% !TEX root =  main.tex
%%%%%%%%%%%%%%%%%%%%%%%%%%%%%%%%%%%%%
%%%%%%%%%%%%%%%%%%%%%%%%%%%%%%%%%%%%%
\section{Experiments}\label{sec.experiments}
\paragraph{Environment} In order to compare the three algorithms in a fair and tractable experimental setup, we use a 
variation of the experimental testbed from \cite{MTR23}, with two agents controlling an actor in a grid-world. In our testbed, agent $A_1$ proposes a control policy for the actor and $A_2$ responds by overriding some of the actions taken by the control policy. Hence, $A_1$'s effective environment is performative.
More information about this experimental setup can be found Appendix~\ref{appdx.explanation-env}.

To simulate a slow response, $A_2$
plays a weighted combination of its last policy and a softmax of its optimal $Q$-values.
Specifically, the policy of $A_2$ in round $i$ is
\begin{equation}\label{eq.agent2}
\pi_i^2(a | s) = w\cdot \frac{e^{Q_2^{*|\pi_1}(s,a)}}{\sum_{a'\in A}e^{Q_2^{*|\pi_1}(s,a')}} +  (1-w) \cdot \pi_{i-1}^2(a | s)
\end{equation}
Here $Q_2^{*|\pi_1}(s,a)$ are the optimal $Q$-values for $A_2$,
while $w$ describes the responsiveness of the environment towards the deployed policy of $A_1$.
For small $w$, the environment responds strongly to the current policy,
while for large $w$ the environment is less responsive to the current policy.

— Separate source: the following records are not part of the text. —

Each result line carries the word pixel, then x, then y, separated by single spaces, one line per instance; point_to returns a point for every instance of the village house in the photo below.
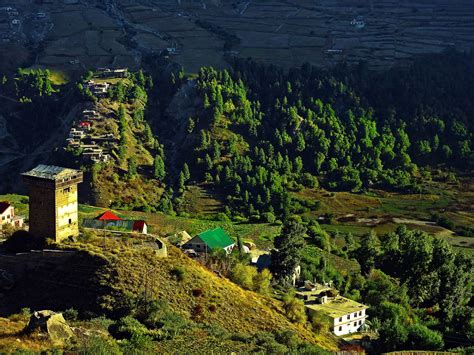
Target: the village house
pixel 7 216
pixel 264 261
pixel 112 73
pixel 99 89
pixel 346 316
pixel 91 114
pixel 53 201
pixel 109 220
pixel 211 240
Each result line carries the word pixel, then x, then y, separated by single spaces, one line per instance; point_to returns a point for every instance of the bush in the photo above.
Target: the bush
pixel 21 241
pixel 127 327
pixel 243 275
pixel 262 282
pixel 268 217
pixel 138 344
pixel 99 345
pixel 178 273
pixel 197 292
pixel 421 337
pixel 70 314
pixel 294 309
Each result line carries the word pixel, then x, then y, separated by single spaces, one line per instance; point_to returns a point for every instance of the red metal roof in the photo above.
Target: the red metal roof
pixel 4 206
pixel 138 225
pixel 108 216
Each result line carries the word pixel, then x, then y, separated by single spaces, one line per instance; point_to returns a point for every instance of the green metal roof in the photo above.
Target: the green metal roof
pixel 216 238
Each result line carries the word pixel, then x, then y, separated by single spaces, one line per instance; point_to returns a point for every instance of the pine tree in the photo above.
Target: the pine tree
pixel 186 173
pixel 159 168
pixel 287 254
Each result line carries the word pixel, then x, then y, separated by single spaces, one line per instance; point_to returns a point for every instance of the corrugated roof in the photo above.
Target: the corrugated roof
pixel 108 216
pixel 50 172
pixel 216 238
pixel 4 206
pixel 338 307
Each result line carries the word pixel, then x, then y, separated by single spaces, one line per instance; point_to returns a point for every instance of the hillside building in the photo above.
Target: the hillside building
pixel 7 216
pixel 108 220
pixel 346 316
pixel 53 201
pixel 211 240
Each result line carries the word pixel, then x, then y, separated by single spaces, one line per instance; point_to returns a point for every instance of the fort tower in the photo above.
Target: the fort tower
pixel 53 201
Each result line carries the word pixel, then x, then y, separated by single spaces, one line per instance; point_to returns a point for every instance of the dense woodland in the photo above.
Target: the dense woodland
pixel 258 133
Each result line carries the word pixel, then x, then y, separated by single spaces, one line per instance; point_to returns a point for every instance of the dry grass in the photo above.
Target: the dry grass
pixel 237 310
pixel 12 340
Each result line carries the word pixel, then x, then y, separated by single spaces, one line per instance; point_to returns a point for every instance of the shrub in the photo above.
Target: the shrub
pixel 197 313
pixel 21 241
pixel 422 338
pixel 223 217
pixel 243 275
pixel 319 322
pixel 269 217
pixel 262 282
pixel 138 344
pixel 294 309
pixel 197 292
pixel 127 327
pixel 99 345
pixel 178 273
pixel 70 314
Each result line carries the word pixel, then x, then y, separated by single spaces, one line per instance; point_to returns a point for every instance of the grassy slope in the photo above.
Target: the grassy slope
pixel 127 270
pixel 238 310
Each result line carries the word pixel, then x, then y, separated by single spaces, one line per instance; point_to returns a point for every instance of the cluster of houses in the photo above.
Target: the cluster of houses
pixel 53 213
pixel 8 216
pixel 345 316
pixel 97 88
pixel 94 148
pixel 109 220
pixel 9 23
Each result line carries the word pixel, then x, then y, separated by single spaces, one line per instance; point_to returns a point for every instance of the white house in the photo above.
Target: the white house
pixel 211 240
pixel 346 316
pixel 7 216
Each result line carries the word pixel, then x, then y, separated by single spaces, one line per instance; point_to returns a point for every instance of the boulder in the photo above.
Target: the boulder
pixel 51 323
pixel 6 280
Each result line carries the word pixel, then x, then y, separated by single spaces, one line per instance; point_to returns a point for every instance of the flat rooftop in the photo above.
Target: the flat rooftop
pixel 51 172
pixel 337 307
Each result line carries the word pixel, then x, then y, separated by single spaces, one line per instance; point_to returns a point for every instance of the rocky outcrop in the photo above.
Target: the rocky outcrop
pixel 51 323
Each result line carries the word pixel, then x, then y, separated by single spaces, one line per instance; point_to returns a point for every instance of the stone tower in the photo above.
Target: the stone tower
pixel 53 201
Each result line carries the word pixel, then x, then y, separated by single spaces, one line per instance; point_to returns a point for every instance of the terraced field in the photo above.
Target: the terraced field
pixel 382 33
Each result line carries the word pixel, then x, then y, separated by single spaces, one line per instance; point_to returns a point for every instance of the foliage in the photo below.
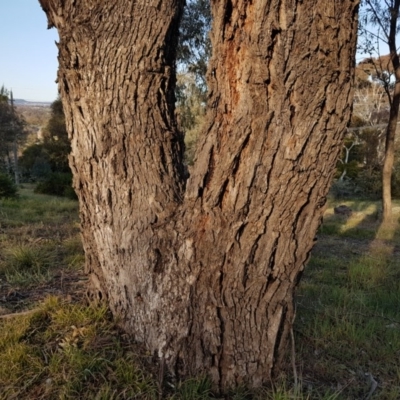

\paragraph{Implementation}
We study the finite sample setting, and sample trajectories instead of taking single samples from occupancy measures.
The learner solves the min-max-problem~\eqref{eq:repeated-optim-finite} using a follow-the-regularized-leader algorithm described in Appendix~\ref{appdx.ftrl}.
To evaluate the speed at which the algorithms reach a stable occupancy measure, we evaluate how the occupancy measure at each round compares to the average of the last $10$ occupancy measures, which we denote by~$d_{\on{last}}$.\footnote{Code available at \url{https://github.com/rank-and-files/performative-rl-gradually-shifting-envs}}

\paragraph{Performance}
In Figures~\ref{fig:samples1000-to-last-iteration} and~\ref{fig:samples1000-to-last-iteration-w15} we see that
MDRR converges the fastest to~$d_{\on{last}}$. This is true both for the setting where the environment
changes faster ($w=0.5$, Figure~\ref{fig:samples1000-to-last-iteration})
and when it changes more slowly ($w=0.15$, Figure~\ref{fig:samples1000-to-last-iteration-w15}).
This is the case even though MDRR uses less retrainings than RR.
But MDRR uses more samples per retraining, 
and this seems to lead to better convergence properties
in the exposed settings.
This also means that MDRR has lower variance, as indicated by the smaller confidence intervals. 
In Appendix~\ref{appdx.large-w} we additionally study settings with larger values of $w$, where the environment is more dynamic. Also here MDRR significantly outperforms RR and DRR.

\paragraph{Choice of Hyperparameters}
As we can see in Figure~\ref{fig:ks-to-last-iteration}, the convergence properties of MDRR for different values of $k$ are similar.
As we can see in Figure~\ref{fig:vs-to-last-iteration}, in the range of $v=1.1$ to $v=1.8$,  there does not seem to be much difference in speed of convergence. The results indicate that MDRR is robust to the choice of its hyperparameters.

\paragraph{Compute details}
The experiments in Figure~\ref{fig:main_plots} were conducted on a compute cluster with each machine having 4 Intel Xeon E7-8857 v2 CPUs and 1.5 TB of RAM. It took approximately 80 to 100 hours per algorithm to complete each experiment.